IN an industry dominated by men today, these young women are strapping themselves into the driving seat to become the engineers of tomorrow.

As part of a 'Girls Go Technical' programme at Oxford's Mini Plant, BMW bosses are stepping up a gear to encourage more young girls and women to take up careers in the field.

As part of the company's attempts to steer the next generation of Mini builders in the right direction, 29 'girls' aged between 15 and 24 took part in a week's work experience across BMW's plants in Oxford, Swindon and Hams Hall, in Warwickshire.

Helen Evans, an engineer technician apprentice, spent last week inspiring the girls to get into the industry.

The 24-year-old from Headington said she was passionate about getting more young women to into engineering and getting schools and colleges to phase out the conventional view of engineering.

The third year apprentice, who did a u-turn into engineering having studied politics at Oxford Brookes University, added: "The week gives an opportunity for the girls to see what opportunities are out there in the engineering field.

"Unfortunately school girls do not realise it's a viable option for them so this shows they can do it.

"It's also about finding out what they want to do."

As well as being an apprentice, Miss Evans is studying for a BSc in Mechanical Engineering.

The group of girls from colleges and schools were taken on factory tours and learned about the manufacturing processes at each plant before experiencing the day-to-day challenges encountered by engineers and technical apprentices.

Practical sessions were held in the Minicademy as well as workshops to perfect interview and job application skills.
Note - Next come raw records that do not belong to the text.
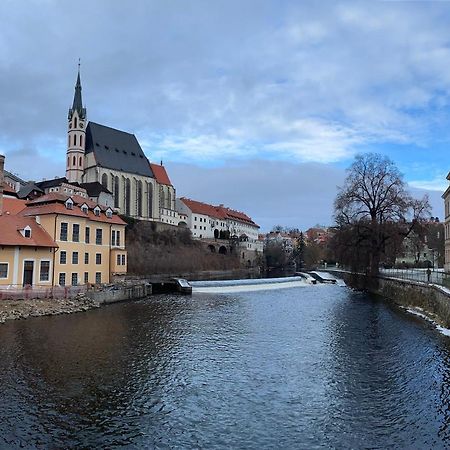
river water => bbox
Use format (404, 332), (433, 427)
(0, 285), (450, 449)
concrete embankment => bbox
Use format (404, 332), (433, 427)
(329, 270), (450, 328)
(0, 283), (152, 323)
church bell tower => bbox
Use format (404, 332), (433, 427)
(66, 63), (86, 183)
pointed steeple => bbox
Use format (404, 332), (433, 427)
(69, 60), (86, 119)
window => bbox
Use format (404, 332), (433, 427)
(0, 263), (8, 278)
(72, 223), (80, 242)
(39, 261), (50, 281)
(59, 222), (69, 241)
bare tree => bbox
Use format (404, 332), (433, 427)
(334, 153), (430, 276)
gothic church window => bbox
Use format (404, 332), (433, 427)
(136, 180), (142, 217)
(147, 183), (153, 217)
(114, 177), (120, 208)
(125, 178), (131, 216)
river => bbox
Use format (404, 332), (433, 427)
(0, 285), (450, 449)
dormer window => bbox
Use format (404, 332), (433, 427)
(66, 197), (73, 209)
(19, 225), (31, 238)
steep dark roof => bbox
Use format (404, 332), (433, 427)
(17, 181), (44, 198)
(78, 181), (112, 197)
(86, 122), (153, 178)
(36, 177), (68, 190)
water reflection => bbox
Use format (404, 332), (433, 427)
(0, 286), (450, 449)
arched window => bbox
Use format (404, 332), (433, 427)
(136, 180), (142, 217)
(159, 186), (166, 208)
(114, 177), (120, 208)
(147, 183), (153, 217)
(125, 178), (131, 216)
(167, 187), (172, 209)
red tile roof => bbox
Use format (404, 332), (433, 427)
(150, 163), (172, 186)
(0, 215), (58, 248)
(180, 197), (226, 219)
(3, 197), (27, 216)
(21, 192), (126, 225)
(180, 197), (259, 228)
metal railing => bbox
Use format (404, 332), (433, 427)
(380, 268), (450, 287)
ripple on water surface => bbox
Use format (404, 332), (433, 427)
(0, 286), (450, 449)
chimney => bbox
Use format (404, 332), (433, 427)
(0, 155), (5, 216)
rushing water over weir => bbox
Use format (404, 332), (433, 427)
(0, 280), (450, 449)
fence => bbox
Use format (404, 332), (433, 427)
(0, 285), (87, 300)
(380, 269), (450, 287)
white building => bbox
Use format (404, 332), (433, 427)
(177, 197), (263, 265)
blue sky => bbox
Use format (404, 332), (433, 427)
(0, 0), (450, 229)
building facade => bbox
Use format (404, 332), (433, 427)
(442, 173), (450, 272)
(66, 71), (177, 221)
(0, 156), (128, 288)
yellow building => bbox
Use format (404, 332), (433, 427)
(0, 215), (57, 287)
(20, 193), (127, 286)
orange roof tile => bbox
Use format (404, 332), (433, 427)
(3, 197), (26, 216)
(180, 197), (225, 219)
(180, 197), (259, 227)
(21, 192), (126, 225)
(150, 163), (172, 186)
(0, 215), (58, 248)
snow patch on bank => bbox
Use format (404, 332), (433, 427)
(401, 306), (450, 336)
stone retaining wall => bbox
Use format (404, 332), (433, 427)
(328, 270), (450, 328)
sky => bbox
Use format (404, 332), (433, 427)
(0, 0), (450, 231)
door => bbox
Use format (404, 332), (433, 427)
(23, 261), (34, 286)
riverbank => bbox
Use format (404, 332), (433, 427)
(328, 270), (450, 328)
(0, 294), (100, 323)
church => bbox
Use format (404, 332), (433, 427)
(66, 68), (178, 225)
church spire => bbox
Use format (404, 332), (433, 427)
(69, 60), (86, 119)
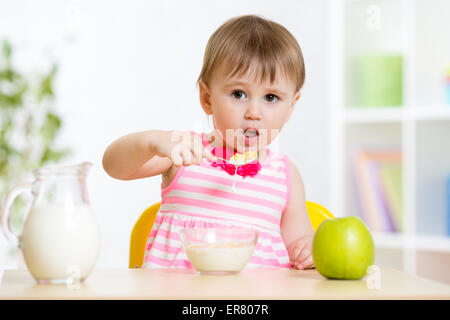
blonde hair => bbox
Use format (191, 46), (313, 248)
(197, 15), (305, 92)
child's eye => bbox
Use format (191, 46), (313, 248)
(231, 90), (247, 99)
(264, 94), (280, 103)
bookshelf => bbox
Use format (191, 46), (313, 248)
(329, 0), (450, 283)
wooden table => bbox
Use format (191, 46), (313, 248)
(0, 268), (450, 300)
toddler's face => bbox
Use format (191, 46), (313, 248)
(200, 64), (300, 153)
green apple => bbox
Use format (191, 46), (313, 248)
(313, 216), (375, 279)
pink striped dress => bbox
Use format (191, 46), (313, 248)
(142, 134), (291, 268)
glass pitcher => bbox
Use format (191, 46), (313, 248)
(1, 162), (100, 284)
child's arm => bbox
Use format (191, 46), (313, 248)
(103, 130), (172, 180)
(281, 162), (314, 269)
(103, 130), (215, 180)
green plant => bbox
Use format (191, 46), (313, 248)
(0, 40), (70, 248)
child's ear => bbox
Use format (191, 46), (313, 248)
(199, 81), (212, 114)
(284, 91), (301, 123)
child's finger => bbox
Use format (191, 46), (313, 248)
(203, 148), (217, 162)
(170, 145), (183, 166)
(182, 146), (194, 166)
(295, 246), (311, 263)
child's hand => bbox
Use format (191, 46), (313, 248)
(156, 131), (217, 166)
(288, 235), (314, 270)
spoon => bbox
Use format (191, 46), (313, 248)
(209, 151), (258, 193)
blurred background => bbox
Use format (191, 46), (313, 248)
(0, 0), (450, 283)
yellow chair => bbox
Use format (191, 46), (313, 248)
(129, 201), (334, 268)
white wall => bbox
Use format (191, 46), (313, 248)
(0, 0), (329, 269)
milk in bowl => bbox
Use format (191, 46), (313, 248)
(180, 227), (258, 274)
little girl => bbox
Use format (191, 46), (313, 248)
(103, 15), (314, 269)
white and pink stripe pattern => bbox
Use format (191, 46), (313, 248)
(143, 134), (290, 268)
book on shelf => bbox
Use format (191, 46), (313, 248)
(352, 148), (403, 232)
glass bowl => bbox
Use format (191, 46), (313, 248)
(180, 228), (258, 274)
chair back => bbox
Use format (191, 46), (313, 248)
(128, 201), (334, 269)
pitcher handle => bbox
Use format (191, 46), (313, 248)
(0, 183), (32, 247)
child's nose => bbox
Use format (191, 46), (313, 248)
(244, 102), (261, 120)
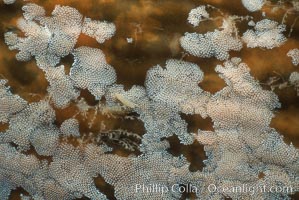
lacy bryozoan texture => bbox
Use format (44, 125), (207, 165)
(0, 0), (299, 200)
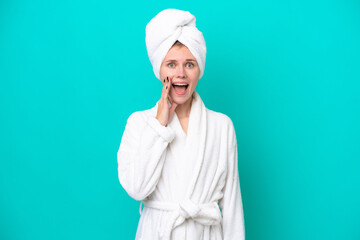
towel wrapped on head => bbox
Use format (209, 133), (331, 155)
(145, 9), (206, 80)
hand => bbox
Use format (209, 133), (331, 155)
(156, 77), (177, 126)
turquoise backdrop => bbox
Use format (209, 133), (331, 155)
(0, 0), (360, 240)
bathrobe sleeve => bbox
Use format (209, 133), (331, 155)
(117, 111), (175, 201)
(219, 119), (245, 240)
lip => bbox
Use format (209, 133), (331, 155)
(172, 82), (190, 96)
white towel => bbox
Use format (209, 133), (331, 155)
(145, 9), (206, 80)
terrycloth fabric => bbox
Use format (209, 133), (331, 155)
(145, 9), (206, 80)
(117, 92), (245, 240)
Most of the students were from nearby counties or Oxfordshire, but one girl had travelled from as far as Holland to take part in the week's programme.
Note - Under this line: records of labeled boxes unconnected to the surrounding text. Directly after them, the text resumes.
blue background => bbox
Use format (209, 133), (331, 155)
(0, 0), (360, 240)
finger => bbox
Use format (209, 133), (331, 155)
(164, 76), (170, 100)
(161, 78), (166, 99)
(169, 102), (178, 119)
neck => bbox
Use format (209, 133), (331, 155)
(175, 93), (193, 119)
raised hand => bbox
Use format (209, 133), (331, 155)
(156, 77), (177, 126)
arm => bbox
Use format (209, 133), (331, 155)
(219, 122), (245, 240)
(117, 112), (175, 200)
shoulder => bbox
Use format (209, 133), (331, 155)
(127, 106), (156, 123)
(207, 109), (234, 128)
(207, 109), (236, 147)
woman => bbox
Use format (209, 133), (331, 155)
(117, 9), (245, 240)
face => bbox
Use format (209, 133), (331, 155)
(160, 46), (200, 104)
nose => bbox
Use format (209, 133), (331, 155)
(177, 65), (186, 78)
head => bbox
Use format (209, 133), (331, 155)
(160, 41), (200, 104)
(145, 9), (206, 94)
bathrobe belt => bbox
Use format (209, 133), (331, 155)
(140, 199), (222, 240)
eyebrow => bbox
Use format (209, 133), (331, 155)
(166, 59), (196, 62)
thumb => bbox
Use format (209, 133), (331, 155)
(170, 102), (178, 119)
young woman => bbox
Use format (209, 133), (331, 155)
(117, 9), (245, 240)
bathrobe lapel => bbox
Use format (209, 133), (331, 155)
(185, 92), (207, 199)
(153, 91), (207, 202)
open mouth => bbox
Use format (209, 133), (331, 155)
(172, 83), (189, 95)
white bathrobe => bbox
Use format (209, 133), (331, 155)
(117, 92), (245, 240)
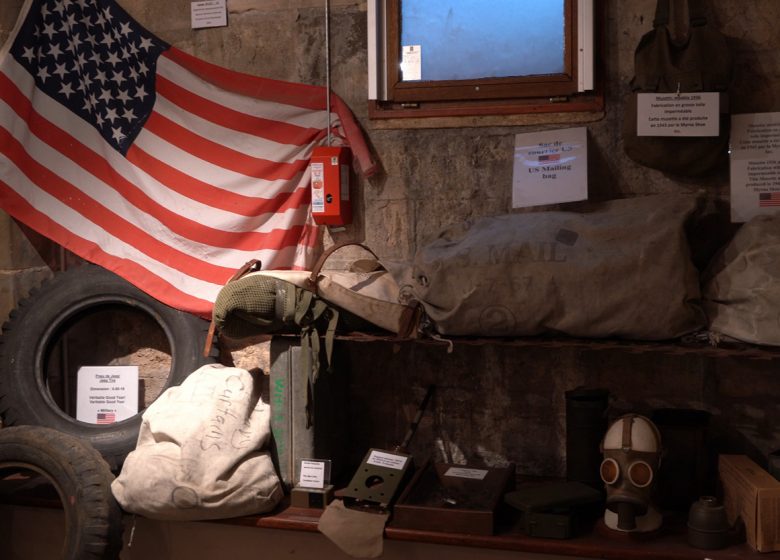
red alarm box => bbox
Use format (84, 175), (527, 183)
(310, 146), (352, 226)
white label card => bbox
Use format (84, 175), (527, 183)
(298, 460), (325, 488)
(401, 45), (422, 82)
(444, 467), (488, 480)
(366, 449), (408, 471)
(512, 127), (588, 208)
(76, 366), (138, 424)
(730, 113), (780, 223)
(636, 92), (720, 137)
(190, 0), (227, 29)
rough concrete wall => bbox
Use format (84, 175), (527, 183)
(0, 0), (780, 482)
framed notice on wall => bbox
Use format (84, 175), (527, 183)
(730, 113), (780, 223)
(512, 127), (588, 208)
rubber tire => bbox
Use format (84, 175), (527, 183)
(0, 426), (123, 560)
(0, 264), (217, 471)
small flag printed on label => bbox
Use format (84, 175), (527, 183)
(758, 192), (780, 206)
(96, 412), (116, 424)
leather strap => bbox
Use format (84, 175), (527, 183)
(309, 241), (379, 294)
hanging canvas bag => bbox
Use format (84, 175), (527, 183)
(623, 0), (733, 176)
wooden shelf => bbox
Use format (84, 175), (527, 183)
(0, 472), (780, 560)
(225, 504), (780, 560)
(336, 332), (780, 360)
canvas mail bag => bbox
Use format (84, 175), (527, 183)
(623, 0), (733, 176)
(392, 195), (704, 340)
(702, 215), (780, 346)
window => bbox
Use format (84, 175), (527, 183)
(368, 0), (601, 118)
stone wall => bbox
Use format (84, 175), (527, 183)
(0, 0), (780, 482)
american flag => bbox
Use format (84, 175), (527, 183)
(758, 192), (780, 207)
(95, 412), (116, 424)
(0, 0), (373, 316)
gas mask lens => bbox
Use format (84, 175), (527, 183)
(600, 458), (620, 484)
(628, 461), (653, 488)
(600, 457), (653, 488)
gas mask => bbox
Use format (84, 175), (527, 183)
(599, 414), (662, 532)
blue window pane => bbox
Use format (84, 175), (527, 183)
(401, 0), (564, 80)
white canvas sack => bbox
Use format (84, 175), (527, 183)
(702, 214), (780, 346)
(111, 364), (283, 521)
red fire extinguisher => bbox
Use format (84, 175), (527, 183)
(310, 146), (352, 226)
(310, 0), (352, 226)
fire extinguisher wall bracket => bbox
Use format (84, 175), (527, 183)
(310, 146), (352, 226)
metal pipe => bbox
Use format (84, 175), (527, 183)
(325, 0), (331, 146)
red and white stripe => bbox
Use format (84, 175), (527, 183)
(0, 34), (370, 316)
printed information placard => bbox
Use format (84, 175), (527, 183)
(298, 459), (330, 488)
(730, 113), (780, 223)
(512, 127), (588, 208)
(190, 0), (227, 29)
(76, 366), (138, 424)
(636, 92), (720, 137)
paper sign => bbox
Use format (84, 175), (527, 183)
(190, 0), (227, 29)
(636, 92), (720, 137)
(401, 45), (422, 82)
(366, 449), (408, 471)
(444, 467), (488, 480)
(512, 127), (588, 208)
(76, 366), (138, 424)
(730, 113), (780, 222)
(298, 459), (327, 488)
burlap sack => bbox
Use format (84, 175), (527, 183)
(111, 364), (283, 521)
(389, 195), (704, 340)
(702, 214), (780, 346)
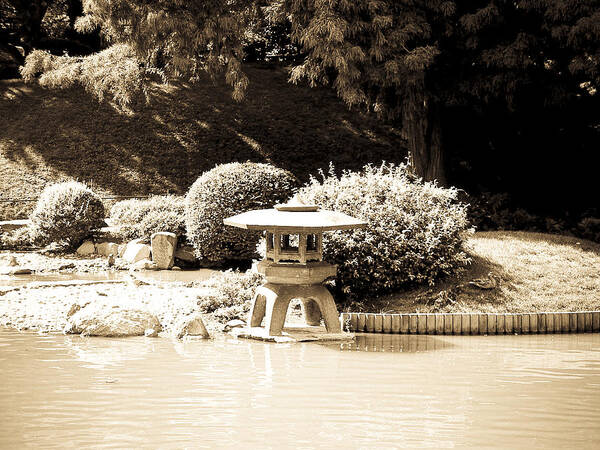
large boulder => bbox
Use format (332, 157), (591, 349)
(96, 242), (119, 256)
(151, 231), (177, 269)
(122, 239), (151, 264)
(64, 303), (162, 337)
(130, 259), (158, 270)
(76, 241), (96, 256)
(175, 245), (196, 264)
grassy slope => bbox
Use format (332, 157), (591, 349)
(364, 231), (600, 312)
(0, 66), (405, 220)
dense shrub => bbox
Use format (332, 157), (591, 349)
(301, 165), (468, 298)
(29, 181), (104, 248)
(21, 44), (146, 106)
(185, 162), (297, 262)
(198, 271), (264, 323)
(110, 195), (185, 239)
(0, 227), (31, 250)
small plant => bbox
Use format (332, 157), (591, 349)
(198, 270), (264, 323)
(21, 44), (146, 106)
(0, 227), (31, 250)
(300, 164), (469, 301)
(110, 195), (185, 239)
(29, 181), (104, 249)
(185, 162), (297, 262)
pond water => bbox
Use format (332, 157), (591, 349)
(0, 330), (600, 449)
(0, 269), (222, 286)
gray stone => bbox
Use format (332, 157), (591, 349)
(122, 241), (151, 264)
(175, 314), (210, 339)
(151, 231), (177, 269)
(175, 245), (196, 263)
(223, 319), (246, 332)
(64, 303), (161, 337)
(0, 266), (32, 275)
(76, 241), (96, 256)
(96, 242), (119, 256)
(0, 255), (19, 267)
(131, 259), (158, 270)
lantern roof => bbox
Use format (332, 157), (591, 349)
(223, 197), (367, 233)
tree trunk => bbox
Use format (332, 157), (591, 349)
(403, 83), (446, 186)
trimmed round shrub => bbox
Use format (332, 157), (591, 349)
(110, 195), (185, 239)
(185, 162), (298, 262)
(29, 181), (104, 248)
(300, 164), (469, 300)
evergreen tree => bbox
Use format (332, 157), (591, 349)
(281, 0), (600, 183)
(21, 0), (600, 183)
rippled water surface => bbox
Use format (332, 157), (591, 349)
(0, 331), (600, 449)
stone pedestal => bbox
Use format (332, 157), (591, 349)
(248, 283), (342, 336)
(248, 260), (342, 336)
(150, 232), (177, 269)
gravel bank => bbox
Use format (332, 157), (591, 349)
(0, 278), (222, 335)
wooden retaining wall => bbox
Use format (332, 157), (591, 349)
(340, 311), (600, 334)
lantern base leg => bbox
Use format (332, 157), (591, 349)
(249, 283), (342, 336)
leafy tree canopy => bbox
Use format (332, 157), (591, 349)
(15, 0), (600, 182)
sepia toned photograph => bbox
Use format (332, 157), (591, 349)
(0, 0), (600, 450)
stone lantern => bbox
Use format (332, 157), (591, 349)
(223, 197), (366, 336)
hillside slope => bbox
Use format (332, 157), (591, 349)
(0, 66), (406, 220)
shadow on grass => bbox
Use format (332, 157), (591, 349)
(0, 67), (406, 202)
(477, 231), (600, 256)
(352, 254), (514, 313)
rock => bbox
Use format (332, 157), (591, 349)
(122, 241), (151, 264)
(0, 255), (19, 267)
(469, 272), (501, 290)
(223, 319), (246, 332)
(0, 266), (32, 275)
(174, 314), (210, 339)
(131, 259), (158, 270)
(151, 231), (177, 269)
(64, 303), (162, 337)
(175, 245), (196, 263)
(76, 241), (96, 256)
(96, 242), (119, 256)
(58, 263), (75, 271)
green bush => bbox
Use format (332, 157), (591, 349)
(300, 164), (468, 299)
(185, 162), (297, 262)
(110, 195), (185, 239)
(0, 227), (31, 250)
(29, 181), (104, 248)
(198, 270), (264, 323)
It is hoped at the end of the programme some will apply to the BMW apprentice scheme. Currently in the UK only around eight to 10 per cent of women work in engineering or manufacturing.

Emily Thompson, 15, from Didcot said: "It's a good opportunity to see what apprenticeship schemes the company has to offer - I had not thought about it much.

"I really like doing the testing in the climate chamber, I found that really interesting."

Simon Farrall, head of apprentice and associate training for BMW, said: “Investment in the next generation of talent is a key part of our development strategy."